Aquel niño era muy peculiar. Era de primero de primaria, por lo que sólo tenía 7 años. La expresión de su cara era bonita, gentil, suave como su voz. Su pelo revuelto era tan clarito que parecía blanco, y su piel era muy blanca y rosada por las mejillas, con pecas en la nariz. Parecía ser albino, aunque sus ojos eran castaños claros. Sus orejas tenían varios pendientes. Aparte del uniforme del colegio, llevaba en el cuello un collar de pequeños pinchos; en sus muñecas, pulseras negras con tachuelas metálicas y un anillo en cada pulgar.
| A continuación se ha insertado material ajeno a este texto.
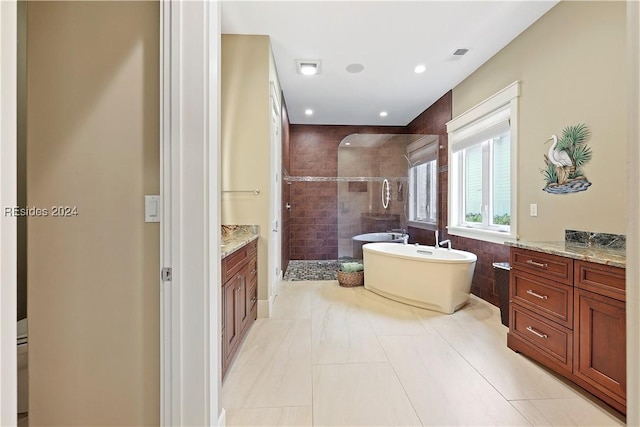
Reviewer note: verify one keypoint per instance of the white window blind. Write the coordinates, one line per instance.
(494, 124)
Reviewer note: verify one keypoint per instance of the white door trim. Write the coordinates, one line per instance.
(190, 314)
(8, 197)
(633, 208)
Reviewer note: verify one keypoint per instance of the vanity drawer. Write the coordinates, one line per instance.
(550, 266)
(548, 298)
(552, 340)
(601, 279)
(232, 264)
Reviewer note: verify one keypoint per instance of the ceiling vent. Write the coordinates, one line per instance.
(308, 67)
(459, 53)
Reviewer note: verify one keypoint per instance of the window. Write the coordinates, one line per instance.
(423, 189)
(482, 149)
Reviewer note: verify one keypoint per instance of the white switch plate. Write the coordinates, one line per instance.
(151, 208)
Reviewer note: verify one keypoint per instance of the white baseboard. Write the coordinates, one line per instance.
(264, 307)
(222, 419)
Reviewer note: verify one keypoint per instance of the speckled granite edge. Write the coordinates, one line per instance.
(596, 254)
(235, 237)
(602, 240)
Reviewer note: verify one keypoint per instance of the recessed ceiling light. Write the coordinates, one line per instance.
(308, 67)
(355, 68)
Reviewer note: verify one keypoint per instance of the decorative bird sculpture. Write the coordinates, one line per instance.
(560, 160)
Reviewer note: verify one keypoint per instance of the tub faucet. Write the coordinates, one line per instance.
(445, 242)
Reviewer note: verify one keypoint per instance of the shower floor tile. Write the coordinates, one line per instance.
(312, 270)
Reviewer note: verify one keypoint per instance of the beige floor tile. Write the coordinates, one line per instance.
(578, 411)
(293, 301)
(342, 334)
(512, 374)
(339, 329)
(388, 317)
(267, 417)
(273, 367)
(443, 388)
(367, 394)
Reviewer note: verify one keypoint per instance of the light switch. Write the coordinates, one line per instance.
(152, 208)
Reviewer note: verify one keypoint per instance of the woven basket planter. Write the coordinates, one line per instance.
(350, 279)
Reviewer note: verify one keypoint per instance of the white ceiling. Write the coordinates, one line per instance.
(389, 38)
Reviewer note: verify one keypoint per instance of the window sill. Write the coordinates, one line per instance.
(484, 235)
(431, 226)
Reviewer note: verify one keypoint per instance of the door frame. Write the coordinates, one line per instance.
(190, 219)
(190, 88)
(8, 224)
(275, 204)
(633, 209)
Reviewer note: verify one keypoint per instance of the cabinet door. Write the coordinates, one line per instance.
(231, 320)
(600, 343)
(243, 308)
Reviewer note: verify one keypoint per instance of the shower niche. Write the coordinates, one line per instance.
(372, 186)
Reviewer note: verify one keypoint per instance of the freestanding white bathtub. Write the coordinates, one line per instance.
(424, 276)
(362, 239)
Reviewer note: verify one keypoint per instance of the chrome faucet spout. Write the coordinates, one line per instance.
(446, 242)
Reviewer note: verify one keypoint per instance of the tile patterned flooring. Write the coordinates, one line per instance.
(298, 270)
(333, 356)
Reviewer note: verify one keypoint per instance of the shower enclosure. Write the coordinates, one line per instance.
(372, 186)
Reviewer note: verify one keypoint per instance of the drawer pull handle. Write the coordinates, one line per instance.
(537, 264)
(530, 292)
(536, 333)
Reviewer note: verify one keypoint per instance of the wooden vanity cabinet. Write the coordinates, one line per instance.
(600, 332)
(239, 299)
(541, 308)
(569, 315)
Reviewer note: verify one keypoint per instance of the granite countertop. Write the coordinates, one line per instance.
(580, 251)
(235, 237)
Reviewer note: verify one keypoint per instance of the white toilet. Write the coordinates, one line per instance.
(23, 367)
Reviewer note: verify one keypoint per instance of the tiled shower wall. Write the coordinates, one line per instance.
(314, 225)
(433, 121)
(313, 151)
(360, 203)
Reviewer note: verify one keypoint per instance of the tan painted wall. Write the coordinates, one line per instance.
(572, 64)
(93, 143)
(21, 145)
(245, 142)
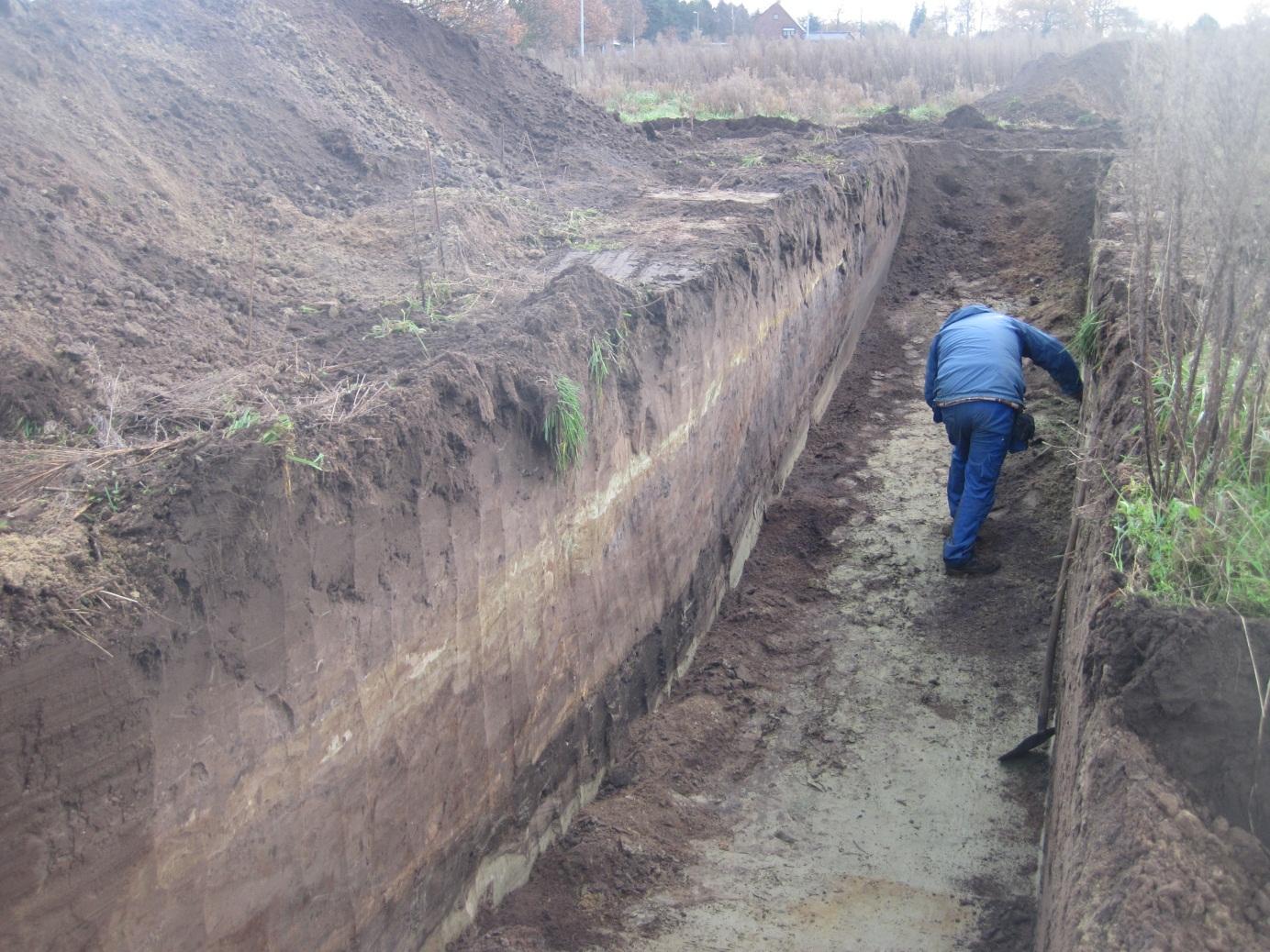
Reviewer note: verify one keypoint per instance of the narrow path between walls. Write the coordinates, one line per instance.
(879, 817)
(826, 777)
Clover contempló al niño con asombro, preguntándose si los profesores no le habían dicho que con ese aspecto no se podía ir al colegio. Sin duda, ese niño destacaba bastante.

Por su parte, Taiya no contestó nada y optó por irse de ahí tranquilamente por otro camino, pasando por su lado. Pero el niño albino se puso justo delante, cortándole el paso.

—¿Qué habéis estado haciendo con ella, en esos rincones alejados del patio? —le preguntó el pequeño, levantando la cabeza para poder clavarle esa mirada recelosa a Taiya, a pesar de que este le sacaba tres cabezas de altura.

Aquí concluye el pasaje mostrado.